La question sociale a resurgi sur le devant de la scène politique et médiatique avec la crise à Air France. Que proposez-vous pour sauvegarder les emplois ?
Il n’y a pas une seule solution, mais nous proposons cinq mesures qui pourraient permettre de créer 500 000 emplois et de stopper l’hémorragie des licenciements. Premièrement, il faut s’inspirer de ce qui se fait au Canada depuis des années. Là-bas, ils considèrent que le licenciement doit être l’exception, et que la règle doit consister à garder tous les salariés. Quand une entreprise connaît des difficultés, elle baisse donc le temps de travail et baisse les salaires pour rester compétitive. Immédiatement l’État compense : les salariés gardent 98% de leur revenu habituel au lieu de tomber dans le chômage.

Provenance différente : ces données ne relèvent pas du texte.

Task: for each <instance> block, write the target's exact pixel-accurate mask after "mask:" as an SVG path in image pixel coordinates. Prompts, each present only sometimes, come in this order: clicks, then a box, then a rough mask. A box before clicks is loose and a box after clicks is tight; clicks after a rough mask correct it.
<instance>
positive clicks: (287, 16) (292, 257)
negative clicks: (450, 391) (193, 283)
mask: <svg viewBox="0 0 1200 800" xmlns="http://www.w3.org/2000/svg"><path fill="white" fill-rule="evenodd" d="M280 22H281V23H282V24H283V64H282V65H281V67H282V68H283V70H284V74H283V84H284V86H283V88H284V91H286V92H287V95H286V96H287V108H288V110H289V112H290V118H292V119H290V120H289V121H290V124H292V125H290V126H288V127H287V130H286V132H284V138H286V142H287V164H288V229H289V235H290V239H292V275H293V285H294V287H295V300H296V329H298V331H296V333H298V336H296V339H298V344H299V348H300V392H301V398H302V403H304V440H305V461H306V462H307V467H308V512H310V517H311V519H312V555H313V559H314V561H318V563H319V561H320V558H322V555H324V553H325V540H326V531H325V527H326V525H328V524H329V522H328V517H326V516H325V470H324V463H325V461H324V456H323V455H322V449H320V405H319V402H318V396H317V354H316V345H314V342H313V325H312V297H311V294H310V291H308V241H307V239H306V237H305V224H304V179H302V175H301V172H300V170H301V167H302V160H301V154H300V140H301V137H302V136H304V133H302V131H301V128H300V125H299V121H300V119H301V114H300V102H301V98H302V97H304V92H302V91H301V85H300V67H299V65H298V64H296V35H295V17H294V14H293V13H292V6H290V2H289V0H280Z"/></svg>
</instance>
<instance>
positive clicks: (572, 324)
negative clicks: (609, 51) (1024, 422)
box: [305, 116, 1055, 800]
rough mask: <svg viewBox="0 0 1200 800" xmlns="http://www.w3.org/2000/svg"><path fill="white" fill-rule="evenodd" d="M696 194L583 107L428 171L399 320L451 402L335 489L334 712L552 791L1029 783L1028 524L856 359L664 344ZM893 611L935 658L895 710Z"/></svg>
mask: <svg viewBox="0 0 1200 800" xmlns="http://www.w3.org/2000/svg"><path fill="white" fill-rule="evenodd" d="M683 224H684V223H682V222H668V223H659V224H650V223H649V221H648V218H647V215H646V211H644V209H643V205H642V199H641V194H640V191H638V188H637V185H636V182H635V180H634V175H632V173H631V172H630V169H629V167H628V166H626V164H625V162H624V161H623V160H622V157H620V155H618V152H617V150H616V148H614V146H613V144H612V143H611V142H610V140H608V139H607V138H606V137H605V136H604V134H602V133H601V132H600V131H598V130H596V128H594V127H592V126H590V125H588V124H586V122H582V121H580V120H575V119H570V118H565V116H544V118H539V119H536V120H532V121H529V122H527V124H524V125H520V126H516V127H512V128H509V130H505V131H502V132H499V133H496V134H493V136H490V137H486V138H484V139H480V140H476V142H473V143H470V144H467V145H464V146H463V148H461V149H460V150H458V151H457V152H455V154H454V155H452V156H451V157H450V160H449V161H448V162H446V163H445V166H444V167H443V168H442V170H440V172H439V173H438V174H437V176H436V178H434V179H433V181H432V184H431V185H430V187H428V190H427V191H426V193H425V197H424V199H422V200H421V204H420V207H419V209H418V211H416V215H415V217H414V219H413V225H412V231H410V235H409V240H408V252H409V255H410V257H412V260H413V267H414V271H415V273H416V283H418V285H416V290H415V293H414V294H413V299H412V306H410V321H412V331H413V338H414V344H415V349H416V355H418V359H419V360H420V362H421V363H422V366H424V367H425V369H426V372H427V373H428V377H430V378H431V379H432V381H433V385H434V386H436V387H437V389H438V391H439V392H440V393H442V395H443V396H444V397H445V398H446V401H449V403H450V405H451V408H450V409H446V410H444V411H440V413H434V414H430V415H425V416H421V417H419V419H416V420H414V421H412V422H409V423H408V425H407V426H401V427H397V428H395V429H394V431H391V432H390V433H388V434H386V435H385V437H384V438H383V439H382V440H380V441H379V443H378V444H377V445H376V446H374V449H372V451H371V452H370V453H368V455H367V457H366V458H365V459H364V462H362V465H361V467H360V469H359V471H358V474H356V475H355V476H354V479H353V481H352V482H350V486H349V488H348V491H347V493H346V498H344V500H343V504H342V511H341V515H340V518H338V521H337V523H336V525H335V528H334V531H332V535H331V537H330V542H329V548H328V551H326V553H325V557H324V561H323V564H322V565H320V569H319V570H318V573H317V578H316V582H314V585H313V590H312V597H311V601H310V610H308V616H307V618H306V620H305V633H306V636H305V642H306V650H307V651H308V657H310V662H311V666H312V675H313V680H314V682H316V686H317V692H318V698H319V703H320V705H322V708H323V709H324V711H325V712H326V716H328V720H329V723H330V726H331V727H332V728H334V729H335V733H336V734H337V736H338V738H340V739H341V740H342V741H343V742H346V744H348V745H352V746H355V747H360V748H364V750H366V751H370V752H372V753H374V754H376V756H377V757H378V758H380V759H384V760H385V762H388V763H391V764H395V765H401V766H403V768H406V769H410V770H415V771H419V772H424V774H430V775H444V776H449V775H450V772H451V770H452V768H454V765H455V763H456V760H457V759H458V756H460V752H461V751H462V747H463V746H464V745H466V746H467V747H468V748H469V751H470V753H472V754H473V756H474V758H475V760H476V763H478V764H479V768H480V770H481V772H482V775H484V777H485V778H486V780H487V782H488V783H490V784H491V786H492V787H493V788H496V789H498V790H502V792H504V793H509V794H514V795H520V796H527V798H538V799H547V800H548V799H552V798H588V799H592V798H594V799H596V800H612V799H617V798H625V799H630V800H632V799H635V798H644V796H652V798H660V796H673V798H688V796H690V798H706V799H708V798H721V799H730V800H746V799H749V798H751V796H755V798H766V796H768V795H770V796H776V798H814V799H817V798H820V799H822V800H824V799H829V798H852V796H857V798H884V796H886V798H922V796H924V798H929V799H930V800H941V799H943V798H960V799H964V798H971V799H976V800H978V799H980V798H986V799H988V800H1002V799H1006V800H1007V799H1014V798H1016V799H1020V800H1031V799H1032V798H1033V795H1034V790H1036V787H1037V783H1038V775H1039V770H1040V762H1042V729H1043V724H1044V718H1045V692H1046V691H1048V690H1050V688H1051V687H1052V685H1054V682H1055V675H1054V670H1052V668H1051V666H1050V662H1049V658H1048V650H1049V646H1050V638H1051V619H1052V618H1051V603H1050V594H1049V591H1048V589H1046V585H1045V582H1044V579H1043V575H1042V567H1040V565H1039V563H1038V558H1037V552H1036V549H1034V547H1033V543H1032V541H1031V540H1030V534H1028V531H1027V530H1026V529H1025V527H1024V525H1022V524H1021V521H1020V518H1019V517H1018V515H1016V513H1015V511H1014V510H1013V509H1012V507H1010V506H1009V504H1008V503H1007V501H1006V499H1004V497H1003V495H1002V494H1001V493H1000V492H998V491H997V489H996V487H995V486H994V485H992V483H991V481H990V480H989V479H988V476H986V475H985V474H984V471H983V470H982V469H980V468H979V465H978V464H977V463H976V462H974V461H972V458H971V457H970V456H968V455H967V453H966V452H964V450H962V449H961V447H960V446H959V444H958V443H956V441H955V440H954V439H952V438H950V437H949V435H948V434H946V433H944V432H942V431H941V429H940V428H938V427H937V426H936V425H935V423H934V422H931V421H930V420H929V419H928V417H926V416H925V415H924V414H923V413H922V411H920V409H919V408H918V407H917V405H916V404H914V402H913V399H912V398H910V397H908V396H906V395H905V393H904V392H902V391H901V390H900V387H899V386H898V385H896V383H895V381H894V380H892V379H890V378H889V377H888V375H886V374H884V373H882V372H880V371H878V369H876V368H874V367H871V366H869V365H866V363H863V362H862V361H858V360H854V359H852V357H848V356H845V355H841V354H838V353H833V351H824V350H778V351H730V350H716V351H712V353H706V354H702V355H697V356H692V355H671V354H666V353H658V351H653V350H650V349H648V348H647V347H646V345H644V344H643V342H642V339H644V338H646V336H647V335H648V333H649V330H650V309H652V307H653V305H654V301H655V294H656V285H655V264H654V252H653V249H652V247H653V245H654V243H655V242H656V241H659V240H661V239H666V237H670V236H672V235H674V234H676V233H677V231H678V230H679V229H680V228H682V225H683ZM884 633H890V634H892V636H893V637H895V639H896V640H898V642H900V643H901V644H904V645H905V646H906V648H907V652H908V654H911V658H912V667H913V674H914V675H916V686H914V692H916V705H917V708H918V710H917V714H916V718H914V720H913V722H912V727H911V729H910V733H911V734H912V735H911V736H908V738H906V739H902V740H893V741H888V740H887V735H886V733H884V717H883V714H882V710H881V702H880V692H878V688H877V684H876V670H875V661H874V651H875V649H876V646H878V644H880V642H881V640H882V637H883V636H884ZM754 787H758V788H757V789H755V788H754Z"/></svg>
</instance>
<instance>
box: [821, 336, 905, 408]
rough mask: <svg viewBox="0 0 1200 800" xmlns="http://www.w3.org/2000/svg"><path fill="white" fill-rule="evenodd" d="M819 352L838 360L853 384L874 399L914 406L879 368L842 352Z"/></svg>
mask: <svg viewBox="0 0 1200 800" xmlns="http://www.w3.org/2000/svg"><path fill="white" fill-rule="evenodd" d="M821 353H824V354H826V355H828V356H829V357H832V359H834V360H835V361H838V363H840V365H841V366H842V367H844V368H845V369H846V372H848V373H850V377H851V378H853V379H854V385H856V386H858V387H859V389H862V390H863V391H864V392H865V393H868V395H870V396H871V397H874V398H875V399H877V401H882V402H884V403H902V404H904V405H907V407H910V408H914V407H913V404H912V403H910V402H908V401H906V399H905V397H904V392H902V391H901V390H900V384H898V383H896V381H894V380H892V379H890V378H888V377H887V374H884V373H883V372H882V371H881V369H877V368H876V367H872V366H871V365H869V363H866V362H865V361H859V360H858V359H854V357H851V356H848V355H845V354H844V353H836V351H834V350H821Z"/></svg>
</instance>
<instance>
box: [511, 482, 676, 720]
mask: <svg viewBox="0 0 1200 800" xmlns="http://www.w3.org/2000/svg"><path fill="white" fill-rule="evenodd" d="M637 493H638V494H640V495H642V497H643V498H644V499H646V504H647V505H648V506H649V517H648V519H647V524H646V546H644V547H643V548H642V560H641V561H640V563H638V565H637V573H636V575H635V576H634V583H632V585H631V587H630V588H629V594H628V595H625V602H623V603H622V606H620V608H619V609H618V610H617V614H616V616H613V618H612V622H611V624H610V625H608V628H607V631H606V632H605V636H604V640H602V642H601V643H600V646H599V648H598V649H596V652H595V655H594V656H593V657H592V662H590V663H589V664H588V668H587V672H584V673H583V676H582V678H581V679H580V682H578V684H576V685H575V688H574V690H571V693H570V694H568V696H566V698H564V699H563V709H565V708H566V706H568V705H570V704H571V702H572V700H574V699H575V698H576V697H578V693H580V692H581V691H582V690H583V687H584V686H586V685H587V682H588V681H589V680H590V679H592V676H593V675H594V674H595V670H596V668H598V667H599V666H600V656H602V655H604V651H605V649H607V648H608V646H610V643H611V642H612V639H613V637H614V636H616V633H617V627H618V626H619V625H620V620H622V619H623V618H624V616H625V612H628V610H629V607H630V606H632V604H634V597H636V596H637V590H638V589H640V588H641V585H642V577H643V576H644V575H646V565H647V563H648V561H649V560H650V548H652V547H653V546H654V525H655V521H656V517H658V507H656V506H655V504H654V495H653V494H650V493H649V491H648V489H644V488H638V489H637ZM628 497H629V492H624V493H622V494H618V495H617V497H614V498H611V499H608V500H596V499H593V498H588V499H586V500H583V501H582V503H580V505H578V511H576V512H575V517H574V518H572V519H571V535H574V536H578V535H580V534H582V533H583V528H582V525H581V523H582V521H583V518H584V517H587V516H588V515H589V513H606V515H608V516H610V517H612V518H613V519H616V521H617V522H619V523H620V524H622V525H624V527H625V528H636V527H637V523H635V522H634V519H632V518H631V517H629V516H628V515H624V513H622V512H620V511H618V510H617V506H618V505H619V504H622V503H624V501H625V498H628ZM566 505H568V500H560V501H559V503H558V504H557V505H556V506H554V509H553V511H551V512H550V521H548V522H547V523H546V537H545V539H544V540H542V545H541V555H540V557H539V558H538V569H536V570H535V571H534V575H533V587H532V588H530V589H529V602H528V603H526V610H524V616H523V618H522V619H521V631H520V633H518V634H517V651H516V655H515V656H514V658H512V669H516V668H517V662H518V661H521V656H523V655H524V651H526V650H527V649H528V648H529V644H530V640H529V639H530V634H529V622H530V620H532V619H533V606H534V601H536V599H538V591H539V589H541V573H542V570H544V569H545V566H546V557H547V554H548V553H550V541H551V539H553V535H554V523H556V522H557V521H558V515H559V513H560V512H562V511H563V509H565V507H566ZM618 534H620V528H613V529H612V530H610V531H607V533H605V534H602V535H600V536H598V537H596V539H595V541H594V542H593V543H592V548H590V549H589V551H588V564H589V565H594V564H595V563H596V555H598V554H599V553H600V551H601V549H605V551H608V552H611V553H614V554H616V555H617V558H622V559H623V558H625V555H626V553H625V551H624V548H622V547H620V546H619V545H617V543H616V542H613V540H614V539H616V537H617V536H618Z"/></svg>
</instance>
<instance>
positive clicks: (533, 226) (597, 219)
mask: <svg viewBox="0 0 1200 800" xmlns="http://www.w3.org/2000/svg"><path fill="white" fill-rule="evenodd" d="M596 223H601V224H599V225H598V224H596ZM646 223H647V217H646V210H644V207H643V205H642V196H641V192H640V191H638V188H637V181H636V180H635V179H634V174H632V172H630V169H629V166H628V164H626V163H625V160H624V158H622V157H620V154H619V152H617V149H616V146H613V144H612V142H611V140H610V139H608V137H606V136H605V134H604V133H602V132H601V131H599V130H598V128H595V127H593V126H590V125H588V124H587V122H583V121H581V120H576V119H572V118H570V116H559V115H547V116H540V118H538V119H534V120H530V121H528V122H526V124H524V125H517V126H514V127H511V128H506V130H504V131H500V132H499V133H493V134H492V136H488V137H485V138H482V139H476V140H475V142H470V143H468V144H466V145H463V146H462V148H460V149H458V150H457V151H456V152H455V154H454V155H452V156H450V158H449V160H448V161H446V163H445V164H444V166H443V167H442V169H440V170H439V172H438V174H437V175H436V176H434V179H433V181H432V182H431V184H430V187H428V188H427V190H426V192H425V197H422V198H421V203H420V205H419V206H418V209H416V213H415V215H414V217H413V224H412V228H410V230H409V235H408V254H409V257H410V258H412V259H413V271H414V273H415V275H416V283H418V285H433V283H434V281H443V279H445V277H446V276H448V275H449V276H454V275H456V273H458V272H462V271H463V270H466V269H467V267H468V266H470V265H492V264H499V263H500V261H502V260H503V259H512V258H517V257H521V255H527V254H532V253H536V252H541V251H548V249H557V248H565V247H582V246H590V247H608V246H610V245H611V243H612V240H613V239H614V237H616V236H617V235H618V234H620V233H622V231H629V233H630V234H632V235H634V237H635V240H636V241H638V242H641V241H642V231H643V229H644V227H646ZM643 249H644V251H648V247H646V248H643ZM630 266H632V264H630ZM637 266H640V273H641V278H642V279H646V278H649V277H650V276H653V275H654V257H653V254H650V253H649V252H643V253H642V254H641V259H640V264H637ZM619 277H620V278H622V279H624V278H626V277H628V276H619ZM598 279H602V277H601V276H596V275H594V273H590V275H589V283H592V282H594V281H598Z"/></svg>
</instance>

C’est rentable, car ça fait moins de dépenses pour l’Unedic, et les gens continuent de consommer et à payer la TVA.
Ce système a été mis en place en Allemagne en 2009, quand les syndicats ont tapé du poing sur la table. Alors que Sarkozy disait qu’il fallait travailler plus pour gagner plus, Merkel disait : « Il faut travailler moins pour licencier moins ». Ce « travail à temps adapté » a bénéficié à 1 500 000 salariés en Allemagne, qui ont vu leur temps de travail diminuer de 31%. Ça ne règle pas tous les problèmes, mais quand on voit Air France annoncer 2 900 licenciements, la Société Générale qui en annonce 1000, et que toutes les semaines il y a des « plans sociaux, » ça devrait faire réfléchir. Compter sur la croissance est suicidaire, mais on peut éviter les licenciements avec le système canadien.
Les PME et TPE représentent 50% de l’emploi salarié en France. Que proposez-vous pour elles ?
Soixante-mille PME déposent le bilan chaque année en France, pourtant une mesure très efficace existe pour les protéger : c’est la garantie de paiement. Une des premières causes de mortalité des PME c’est que les gros clients traînent à payer les factures, en anticipant leur fermeture, et en se disant qu’elles ne les attaqueront pas en justice car elles sont trop faibles. Nous proposons que l’État oblige la Caisse des dépôts à payer les factures. Au bout de deux mois, les PME auraient la garantie que la facture est payée par la Caisse des dépôts, qui pourrait alors se tourner vers le client avec son service juridique. Ça changerait complètement le rapport de force : le mauvais payeur se retrouverait face au service juridique d’une des plus grandes banques. Ça ne coûte pas un euro à l’État, mais ça fait une garantie de paiement pour les PME.